Ginals (/fr/; Ginalhs) is a commune in the Tarn-et-Garonne department in the Occitanie region in southern France.

Some of the oldest inhabitants are able to speak in the local patois, an ancient language of the area.

Ginals is almost equidistant from the medieval towns of St. Antonin Noble Val and Caylus. The nearest village with a shop is Verfeil. Ginals has no village centre as such but is a geographical area made up of many hamlets, individual farms and houses which are scattered throughout the rural commune. Two of the largest outlying hamlets are those of St. Ignes and Lardaillé. One typical hamlet (mas) once had a population of over 100 people living in about 20 houses. Today there are only three houses which are occupied as part-time holiday homes by three British families. Over twice as many houses are in ruins or partly restored and many have completely disappeared.

There are churches at St. Ignes and at Ginals, near the mairie. One of the main visitor attractions is the former Cistercian Beaulieu-en-Rouergue Abbey founded in 1144. It is an important centre for contemporary art and holds regular exhibitions. The river through Ginals is the Seye which once had several water mills along its banks.

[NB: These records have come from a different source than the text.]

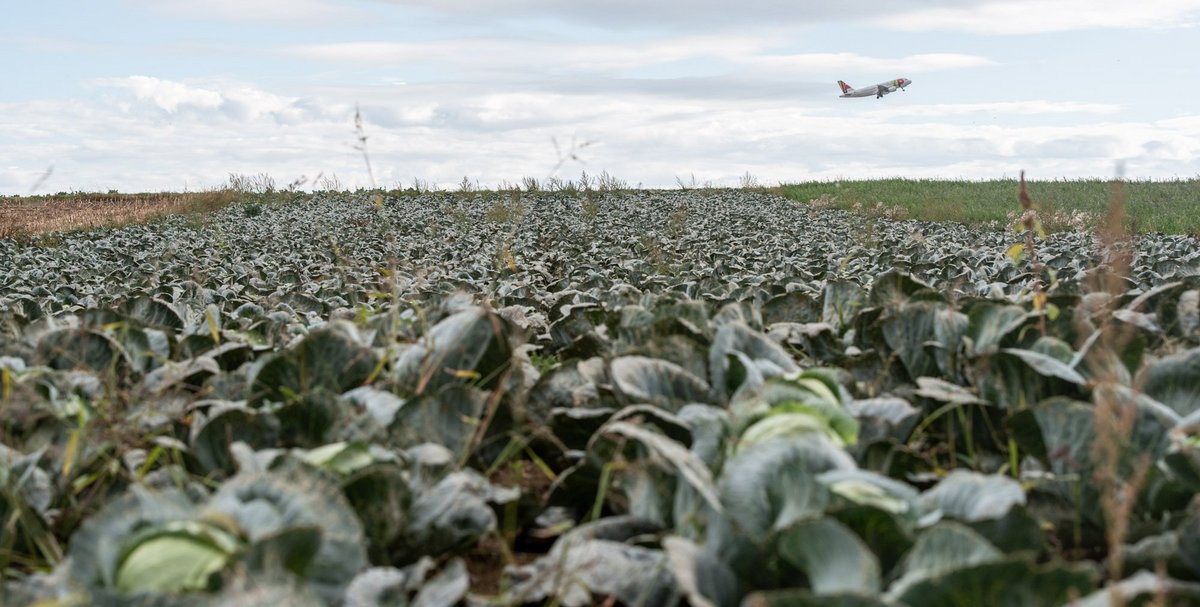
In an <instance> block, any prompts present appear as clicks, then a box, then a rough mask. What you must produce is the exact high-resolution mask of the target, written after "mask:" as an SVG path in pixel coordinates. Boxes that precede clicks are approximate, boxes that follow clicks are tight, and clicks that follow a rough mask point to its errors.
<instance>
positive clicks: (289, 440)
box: [0, 191, 1200, 607]
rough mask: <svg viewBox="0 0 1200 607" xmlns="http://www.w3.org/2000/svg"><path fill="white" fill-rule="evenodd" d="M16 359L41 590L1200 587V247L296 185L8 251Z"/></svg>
mask: <svg viewBox="0 0 1200 607" xmlns="http://www.w3.org/2000/svg"><path fill="white" fill-rule="evenodd" d="M1013 194H1014V196H1013V206H1014V209H1018V206H1016V192H1014V193H1013ZM1031 245H1032V246H1031ZM0 380H2V381H0V408H2V413H0V521H2V524H4V527H2V529H0V567H2V571H4V583H2V584H0V593H2V594H0V603H2V605H6V606H10V605H11V606H25V605H37V606H74V605H79V606H83V605H100V606H104V605H155V606H158V605H163V606H166V605H185V606H208V605H214V606H215V605H234V606H257V605H292V606H307V605H314V606H319V605H344V606H354V607H367V606H372V607H373V606H422V607H433V606H454V605H554V606H565V607H575V606H588V605H604V606H614V605H626V606H646V607H656V606H688V605H690V606H694V607H726V606H731V607H736V606H748V607H751V606H752V607H760V606H853V607H860V606H893V607H901V606H907V607H934V606H964V605H989V606H996V607H998V606H1014V607H1015V606H1022V607H1024V606H1042V605H1044V606H1056V605H1068V603H1069V605H1079V606H1097V607H1100V606H1120V605H1200V501H1195V500H1194V499H1193V498H1194V495H1195V494H1196V491H1198V489H1200V244H1198V241H1196V239H1195V238H1193V236H1171V235H1162V234H1141V235H1136V236H1122V235H1121V234H1120V233H1118V230H1115V229H1114V230H1109V232H1106V233H1104V235H1103V238H1102V236H1100V235H1097V234H1088V233H1079V232H1074V233H1072V232H1066V233H1054V234H1049V235H1044V238H1043V236H1037V238H1033V239H1030V240H1027V239H1026V238H1025V236H1024V235H1022V234H1019V233H1016V232H1014V230H1013V229H1012V228H1010V227H1009V228H1008V229H982V228H970V227H964V226H961V224H953V223H929V222H919V221H896V220H889V218H887V217H869V216H865V215H856V214H852V212H848V211H844V210H835V209H829V208H822V206H821V205H809V204H804V203H797V202H793V200H787V199H784V198H780V197H776V196H773V194H770V193H766V192H755V191H643V192H637V191H631V192H470V193H398V192H397V193H392V194H377V193H361V192H360V193H322V194H305V196H300V194H296V196H295V199H293V200H289V202H281V203H272V204H265V203H264V204H259V203H245V204H236V205H233V206H228V208H226V209H224V210H221V211H217V212H211V214H208V215H203V216H191V217H188V216H172V217H167V218H161V220H157V221H154V222H151V223H146V224H139V226H127V227H122V228H109V229H98V230H91V232H76V233H65V234H55V235H53V236H52V238H41V239H34V240H20V241H16V240H0Z"/></svg>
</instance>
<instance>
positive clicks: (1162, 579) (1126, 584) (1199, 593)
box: [1070, 570, 1200, 607]
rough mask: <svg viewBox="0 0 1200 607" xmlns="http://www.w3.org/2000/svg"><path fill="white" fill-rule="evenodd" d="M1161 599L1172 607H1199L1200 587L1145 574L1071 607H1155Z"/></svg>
mask: <svg viewBox="0 0 1200 607" xmlns="http://www.w3.org/2000/svg"><path fill="white" fill-rule="evenodd" d="M1159 597H1163V599H1165V600H1166V605H1171V606H1195V605H1200V583H1195V582H1181V581H1178V579H1171V578H1168V577H1162V576H1158V575H1154V573H1152V572H1150V571H1146V570H1142V571H1139V572H1136V573H1134V575H1132V576H1129V577H1127V578H1124V579H1122V581H1120V582H1117V583H1115V584H1109V585H1106V587H1104V588H1100V589H1098V590H1096V591H1094V593H1092V594H1090V595H1087V596H1085V597H1082V599H1080V600H1078V601H1074V602H1072V603H1070V607H1126V606H1128V605H1154V601H1157V600H1158V599H1159Z"/></svg>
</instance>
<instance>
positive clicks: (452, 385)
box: [388, 384, 488, 456]
mask: <svg viewBox="0 0 1200 607" xmlns="http://www.w3.org/2000/svg"><path fill="white" fill-rule="evenodd" d="M487 398H488V395H487V393H486V392H484V391H481V390H479V389H475V387H473V386H469V385H463V384H445V385H443V386H442V387H439V389H438V390H436V391H426V392H425V393H422V395H420V396H418V397H414V398H409V399H408V401H407V402H406V403H404V405H403V407H401V408H400V409H398V410H397V411H396V414H395V416H394V419H392V422H391V425H389V427H388V435H389V444H390V445H391V446H394V447H400V449H406V447H410V446H414V445H419V444H421V443H437V444H439V445H443V446H445V447H446V449H449V450H451V451H454V452H455V453H456V455H460V456H461V455H462V453H463V452H466V450H467V449H468V447H469V446H470V441H472V439H473V438H474V435H475V431H476V429H478V428H479V423H480V416H481V415H482V413H484V408H485V407H486V404H487Z"/></svg>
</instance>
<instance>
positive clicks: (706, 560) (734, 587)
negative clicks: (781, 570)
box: [662, 535, 740, 607]
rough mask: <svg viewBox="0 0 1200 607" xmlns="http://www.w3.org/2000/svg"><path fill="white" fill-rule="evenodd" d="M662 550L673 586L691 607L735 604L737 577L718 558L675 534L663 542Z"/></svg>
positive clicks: (665, 539) (735, 602)
mask: <svg viewBox="0 0 1200 607" xmlns="http://www.w3.org/2000/svg"><path fill="white" fill-rule="evenodd" d="M662 549H664V552H666V555H667V560H668V561H670V564H671V572H672V575H674V578H676V584H677V585H678V587H679V590H682V591H683V594H684V595H685V596H686V597H688V602H689V603H691V606H692V607H733V606H736V605H737V603H738V596H739V595H740V591H739V589H738V578H737V577H736V576H734V575H733V571H731V570H730V567H727V566H726V565H725V564H724V563H721V561H720V559H718V558H716V557H714V555H713V554H709V553H707V552H704V551H703V549H702V548H701V547H700V546H697V545H696V543H694V542H692V541H691V540H688V539H685V537H679V536H678V535H672V536H670V537H666V539H664V540H662Z"/></svg>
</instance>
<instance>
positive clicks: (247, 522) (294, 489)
mask: <svg viewBox="0 0 1200 607" xmlns="http://www.w3.org/2000/svg"><path fill="white" fill-rule="evenodd" d="M211 507H214V509H216V510H218V511H221V512H224V513H227V515H229V516H230V517H233V518H234V519H235V521H238V523H239V525H241V528H242V529H244V530H245V533H246V534H247V535H248V536H250V537H251V540H258V539H262V537H266V536H271V535H275V534H277V533H278V531H281V530H286V529H288V528H293V527H310V525H312V527H317V528H318V529H319V530H320V548H318V551H317V554H316V557H314V559H313V561H312V566H311V569H310V571H308V581H310V583H311V584H312V587H313V589H314V590H317V591H318V593H319V594H320V595H322V596H323V597H326V599H328V600H332V599H334V597H341V595H342V591H343V590H344V588H346V584H348V583H349V582H350V579H353V578H354V576H355V575H358V572H359V571H361V570H362V569H365V567H366V565H367V555H366V537H365V536H364V535H362V524H361V523H360V522H359V518H358V517H356V516H355V515H354V510H353V509H352V507H350V505H349V503H347V500H346V498H344V497H343V495H342V492H341V488H340V487H337V486H336V485H334V483H332V482H330V481H329V480H328V479H325V477H324V476H322V475H320V474H319V473H317V471H313V470H312V469H310V468H306V467H302V465H301V464H296V463H292V462H286V463H284V464H283V465H282V468H278V469H274V470H269V471H266V473H254V471H241V473H239V474H238V475H236V476H234V477H233V479H229V480H228V481H226V482H224V483H223V485H222V486H221V488H220V489H217V492H216V494H214V495H212V500H211Z"/></svg>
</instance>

During early August there is a 'Repas Champetre', a traditional village meal with music and dancing. This is usually held at St. Ignes. Visitors are very welcome but this is a traditional event not specifically arranged for tourists.

The terrain is hilly with views over the surrounding countryside from the hill tops.
There are also many broad leaved woods on the hillsides. The soil is alkaline and supports many interesting plants. In the Spring especially, many wild meadows are a blaze of flowers. The fauna includes wild boars, deer, hares, and other small mammals, as well as a number of serpents and insects. Wild fruits and nuts grow in abundance. Quince and medlars are common as are wild plums, chestnuts and walnuts.

There are many walking trails in the area, some of which can be with organised groups if desired. For example, a walk was led by M. Pierre Levadous, of the French Orchid Society, in May 2008, to search for wild orchids. Over 20 species were found. Such walks are often free of charge, some end with a meal.

The resident population of around 200 is greatly swelled by part-time dwellers, of several nationalities, who have holiday homes/second homes in the commune. Traditional holiday makers also add to the numbers, especially in the summer when they occupy many of the holiday rentals.